Или мемуары собственно и состоят из лжи о собственной жизни, а значит, служат способом придать ей форму и стройность, связность, которую она может обрести лишь на бумаге? Или это способ возвращения или репетиции возвращения — так вот некоторые из нас истово раздувают давно угасшее пламя, но с условием, что воссоединение так и останется фантазией? Может, жизнь наша попросту неполна и несвязна, если не навести на нее эстетический глянец? Может, именно обращение к литературному вымыслу способно породить ту самую тоску по дому, которую мемуары призваны избыть? Или владение искусством слова предполагает способность ко лжи, то есть после того, как ложь наша вплетается в хронику нашей жизни, ее уже оттуда обратно не извлечешь, как вот невозможно извлечь примеси из уже отчеканенной монеты или отодрать жвачку, на которую ты несколько раз наступил на тротуаре?
Друзья и читатели, знакомые с описанием нашего последнего седера в варианте 1990 года, были ошарашены, когда у них на глазах в варианте 1995 года я предпринял эту вечернюю прогулку в одиночестве. Что случилось с моим братом, почему он меня не сопровождает? Да и вообще, если подумать, почему его и вовсе нет в книге? Что это за мемуары такие, если можно убрать одного персонажа, переиначить других и — кто знает — еще и изобрести нескольких?
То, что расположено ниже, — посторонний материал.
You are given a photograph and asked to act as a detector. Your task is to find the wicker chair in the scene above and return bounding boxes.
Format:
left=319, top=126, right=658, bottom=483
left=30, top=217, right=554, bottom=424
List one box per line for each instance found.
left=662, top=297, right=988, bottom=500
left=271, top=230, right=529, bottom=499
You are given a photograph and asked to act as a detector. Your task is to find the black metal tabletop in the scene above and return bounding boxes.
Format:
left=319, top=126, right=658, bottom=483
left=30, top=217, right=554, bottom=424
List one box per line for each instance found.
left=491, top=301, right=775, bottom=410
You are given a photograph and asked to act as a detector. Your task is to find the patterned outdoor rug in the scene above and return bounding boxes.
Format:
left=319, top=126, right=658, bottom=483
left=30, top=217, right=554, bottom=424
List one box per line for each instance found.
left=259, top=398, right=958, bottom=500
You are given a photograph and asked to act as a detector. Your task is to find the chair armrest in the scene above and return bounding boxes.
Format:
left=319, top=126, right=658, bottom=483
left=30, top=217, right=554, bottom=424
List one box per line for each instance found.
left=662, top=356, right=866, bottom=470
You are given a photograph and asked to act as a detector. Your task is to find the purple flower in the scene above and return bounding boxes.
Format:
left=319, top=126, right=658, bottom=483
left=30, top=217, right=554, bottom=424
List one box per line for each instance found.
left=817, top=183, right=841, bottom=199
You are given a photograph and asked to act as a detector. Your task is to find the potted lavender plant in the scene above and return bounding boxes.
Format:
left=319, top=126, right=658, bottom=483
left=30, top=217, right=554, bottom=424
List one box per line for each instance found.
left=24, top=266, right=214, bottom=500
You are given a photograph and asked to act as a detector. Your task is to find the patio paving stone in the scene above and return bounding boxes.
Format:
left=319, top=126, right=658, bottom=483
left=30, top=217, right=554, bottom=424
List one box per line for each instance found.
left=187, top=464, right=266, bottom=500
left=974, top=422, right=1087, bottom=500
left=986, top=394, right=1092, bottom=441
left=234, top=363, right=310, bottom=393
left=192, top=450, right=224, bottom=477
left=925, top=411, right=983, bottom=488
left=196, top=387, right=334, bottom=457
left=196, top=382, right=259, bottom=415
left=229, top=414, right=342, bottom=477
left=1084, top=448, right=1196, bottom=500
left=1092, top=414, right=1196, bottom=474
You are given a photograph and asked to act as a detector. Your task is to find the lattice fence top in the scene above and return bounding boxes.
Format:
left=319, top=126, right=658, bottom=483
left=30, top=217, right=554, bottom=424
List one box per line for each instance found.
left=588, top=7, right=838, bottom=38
Убрать брата из вечерней прогулки оказалось до бессовестности просто — хоть трактуй это так, будто я всю жизнь только и мечтал от него избавиться. В последний момент пришлось внести кое-какие изменения, чтобы превратить ночной диалог с братом в молчаливый монолог без него. Эти изменения оказались неожиданно благотворными — так часто бывает, когда потеряешь несколько страниц и приходится переписывать их с нуля: в результате обнаруживается, что тебе удалось сказать какие-то вещи, которых ты вроде и не думал говорить, при этом вроде как очень хотел сказать, но не мог, именно потому, что этому мешали те вещи, которые ты, на свое счастье, потерял. Длинные элегические пассажи в самом конце «Из Египта», которые любят цитировать в рецензиях, были на самом деле написаны с единственной целью: сгладить шероховатости, оставшиеся после исчезновения брата, спеть ему прощальную элегию:
И вот, коснувшись сырой зернистои стены мола, я внезапно понял, что всегда буду помнить эту ночь, что долгие годы предстоит мне вспоминать, как я сижу здесь, охваченныи тоской и растерянностью, вслушиваюсь в плеск волн о крупные валуны ниже набережнои и смотрю, как дети направляются к берегу извилистой игривой процессией. Мне захотелось вернуться сюда завтра вечером, и послезавтра, и на следующий вечер после того — я ощущал, что нестерпимо мучительным отъезд делает, в частности, и то, что больше не суждено мне такой ночи, не покупать мне больше влажных лепешек вечером у побережья; ни в этом году, ни в следующем не ощутить мне внезапной ошеломляющей красоты этого момента, когда — пусть и на один миг — меня охватила тоска по городу, хотя даже и не знал, что этот город люблю.
Это говорю не я. А мой брат.
Последнее предложение в изначальном своем варианте в «Из Египта» выражало совершенно другие чувства. Я никогда не любил Египет. Не любил и Александрию — ее запахи, пляжи, жителей. В исконном варианте предложение завершалось довольно обескураживающими, но при этом куда более парадоксальными словами: я «меня охватила тоска по городу, хотя даже и не знал, что этот город ненавижу». Вот только по злой иронии утверждение это не согласовывалось с той солнечной и лучезарной Александрией, которую я изобразил в книге. Брат мой любил Александрию; я ее ненавидел.
Один из первых моих читателей сразу же уловил несостыковку между словом «ненависть» и городом, который я, как получалось, очень любил, и попросил меня… переделать. В свете моих приязненных, порой даже восторженных описаний александрийской жизни, пожалуй, более подходящим здесь будет слово «любить».
Чистая правда. Даже не задумавшись, я вычеркнул глагол «ненавидеть» и заменил его глаголом «любить». Ненависть к Александрии превратилась в любовь к ней. Вот так просто.
То, что мне столь непринужденно удалось решить этот вопрос — я будто перевернул монетку и из одной крайности шагнул в другую, — означает, что либо в душе я испытывал к городу двойственные чувства, либо что я так и не определился, чей голос звучал в ту минуту: мой или моего брата. Но даже если это брат говорил моим голосом, сам факт, что я описывал Александрию с такой любовной и прочувствованной точностью, с таким стремлением воспроизвести тот или иной миг, вернуться в то или иное место, мог быть проявлением скрытого моего желания стать таким, как он, чувствовать так, как он чувствовал, перестать быть собой и, если удастся убедить в этом других, и самому тоже в это поверить.